Kepala Puskesmas Wates, Eko Damayanti, mengatakan masih kuatnya stereotip masyarakat yang memandang negatif penderita penyakit IMS, menjadi kendala dalam memerangi penyakit ini. Banyak masyarakat menjadi enggan datang ke puskesmas, karena malu terhadap penyakit yang dideritanya.
“Karena itu, kita membuka layanan khusus penyakit IMS, melalui Klinik Teratai. Agar pasien mendapatkan privasi lebih. Sehingga diharapkan mereka mau datang ke puskesmas dan memeriksakan penyakit yang dideritanya,” katanya, belumlama ini.
Dibuka seminggu sekali setiap Kamis, Klinik Teratai di Puskesmas Wates telah dilengkapi berbagai sarana dan prasarana yang mendukung. Mulai dari tenaga dokter, laboratorium, rekam medis, hingga penyediaan obat khusus. Dalam klinik ini juga terdapat Pusat Layanan Kesehatan HIV/AIDS.

“Dengan adanya klinik ini, warga masyarakat bisa mendapatkan pelayanan lebih intensif. Apalagi, penyakit seperti IMS ini merupakan penyakit yang membutuhkan waktu lama dalam penyembuhan. Sehingga pasien tidak bisa hanya datang sekali berobat. Harus berkali-kali memeriksakan ke puskesmas,” ungkapnya.

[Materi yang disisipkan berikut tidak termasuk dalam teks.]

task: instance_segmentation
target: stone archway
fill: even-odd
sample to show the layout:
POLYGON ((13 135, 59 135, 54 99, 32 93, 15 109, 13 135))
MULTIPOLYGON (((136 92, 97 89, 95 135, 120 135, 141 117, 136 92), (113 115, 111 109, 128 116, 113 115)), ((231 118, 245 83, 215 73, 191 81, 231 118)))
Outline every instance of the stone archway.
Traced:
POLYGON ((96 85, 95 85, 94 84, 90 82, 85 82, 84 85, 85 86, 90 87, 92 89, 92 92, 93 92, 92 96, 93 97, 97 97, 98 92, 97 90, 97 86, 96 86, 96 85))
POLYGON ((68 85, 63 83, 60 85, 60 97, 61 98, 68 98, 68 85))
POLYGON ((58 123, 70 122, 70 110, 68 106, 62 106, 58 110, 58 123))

Sebelum adanya layanan khusus penyakit IMS ini, para pasien Puskesmas Wates harus memeriksakan dirinya bersama pasien lain penderita infeksi saluran kencing. Selain tidak maksimal dalam hal penyembuhan, hal itu juga mengakibatkan penderita IMS sulit dideteksi.
“Kalau dulu gabung dengan pemeriksaan infeksi saluran kencing. Jadi, penanganannya agak susah. Sekarang penanganan lebih mudah. Karena kita bisa mendorong pasien memeriksakan diri bersama pasangannya, untuk mencari sumber penyakit itu sendiri,” ungkapnya.